Knowing when to use long-term and short-term investments is part of growing your wealth in a way that helps you reach your goals. Learn the strengths and weaknesses that long-term and short-term investing offer, and which option may be a better fit for your financial future.

Got a 100k and don’t know what to do with it? Well, you’re lucky because we’re giving you the 15 best ways to invest and grow that money!

Our first advice: Don’t let it just sit in the bank. With low-interest rates ranging from 0.5 to 1.5%, you’re better off investing it elsewhere.

Even if you don’t have a lot of cash saved up, there are still many ways to let your money work for you.

There’s an almost constant investment push-pull going on between safety and growth. Safety offers protection of principal, but not much future potential.

In fact, with today’s interest rates, safe investments can lose money through inflation.

That’s where growth becomes necessary. It has risks, but the best long-term investments will overcome those risks, and grow your money many times over.

While the stock market is riddled with uncertainty, certain tried-and-true principles can help investors boost their chances for long-term success.

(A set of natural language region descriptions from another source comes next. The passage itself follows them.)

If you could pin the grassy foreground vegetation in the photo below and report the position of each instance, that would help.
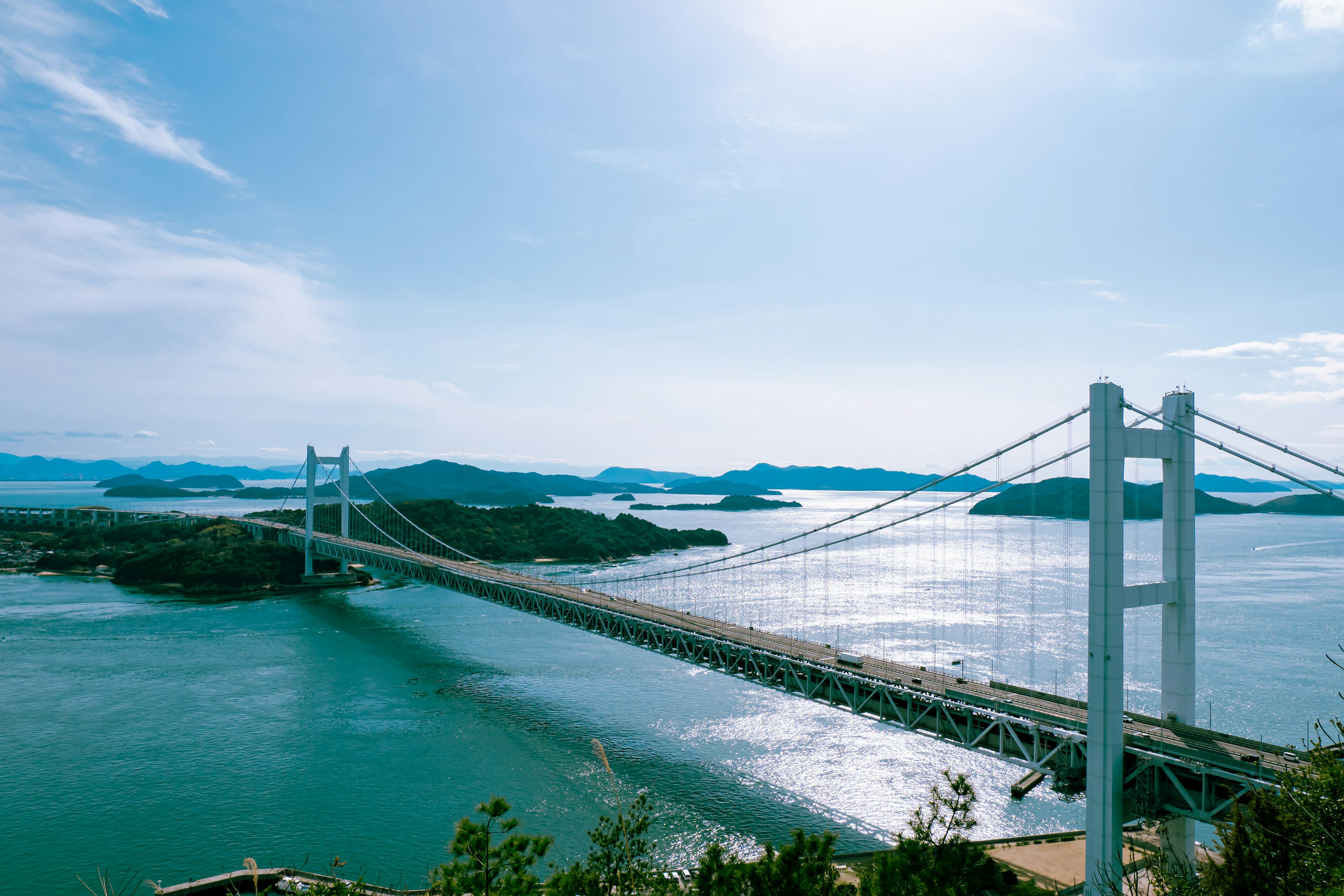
(490, 856)
(211, 556)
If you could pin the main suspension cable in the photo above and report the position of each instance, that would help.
(857, 535)
(1265, 440)
(926, 487)
(396, 510)
(1244, 456)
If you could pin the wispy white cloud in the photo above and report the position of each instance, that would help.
(1092, 288)
(1236, 350)
(134, 124)
(1316, 15)
(41, 45)
(1295, 398)
(150, 7)
(1324, 375)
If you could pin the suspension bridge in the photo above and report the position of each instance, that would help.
(1128, 765)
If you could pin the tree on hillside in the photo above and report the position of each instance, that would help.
(620, 862)
(936, 859)
(486, 868)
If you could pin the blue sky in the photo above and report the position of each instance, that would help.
(682, 236)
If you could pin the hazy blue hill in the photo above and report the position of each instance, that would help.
(638, 475)
(718, 487)
(441, 480)
(1068, 498)
(521, 534)
(846, 479)
(160, 471)
(1211, 483)
(468, 484)
(40, 469)
(1307, 504)
(570, 485)
(279, 492)
(130, 479)
(147, 491)
(189, 483)
(730, 503)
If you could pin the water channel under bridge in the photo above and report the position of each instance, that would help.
(1171, 769)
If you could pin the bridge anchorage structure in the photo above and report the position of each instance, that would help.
(1129, 765)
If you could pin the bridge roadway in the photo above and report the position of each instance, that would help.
(1170, 769)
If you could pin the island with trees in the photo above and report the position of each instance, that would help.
(209, 556)
(530, 532)
(730, 503)
(1068, 499)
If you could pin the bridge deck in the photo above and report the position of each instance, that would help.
(1171, 769)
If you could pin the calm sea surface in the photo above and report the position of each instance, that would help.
(173, 738)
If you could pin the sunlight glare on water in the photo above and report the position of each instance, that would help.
(178, 735)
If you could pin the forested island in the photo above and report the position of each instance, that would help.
(718, 487)
(730, 503)
(211, 556)
(186, 483)
(530, 532)
(1068, 499)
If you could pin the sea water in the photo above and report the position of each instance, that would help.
(170, 738)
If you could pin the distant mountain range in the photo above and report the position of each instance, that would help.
(40, 469)
(840, 479)
(639, 475)
(474, 485)
(1211, 483)
(1068, 499)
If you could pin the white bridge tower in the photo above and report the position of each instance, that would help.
(1109, 597)
(314, 461)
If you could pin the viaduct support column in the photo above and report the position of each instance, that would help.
(344, 502)
(1179, 616)
(1105, 637)
(308, 516)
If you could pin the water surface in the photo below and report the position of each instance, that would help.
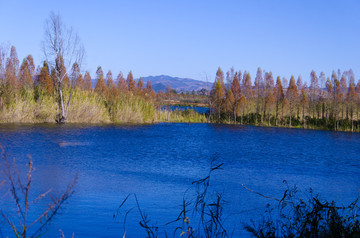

Some investors lock in profits by selling their appreciated investments while holding onto underperforming stocks they hope will rebound. But good stocks can climb further, and inadequate supplies risk zeroing out completely.

Why Long-Term Investments Need to be Just That

If short-term investing is about capital preservation, long-term investing is about wealth creation.

It’s about building the kind of investment portfolio that will provide you with income for later in life, and for the rest of your life. That could be retirement, or sometimes sooner.

But it can only happen if you create the amount of wealth necessary to provide the level of income you need to live.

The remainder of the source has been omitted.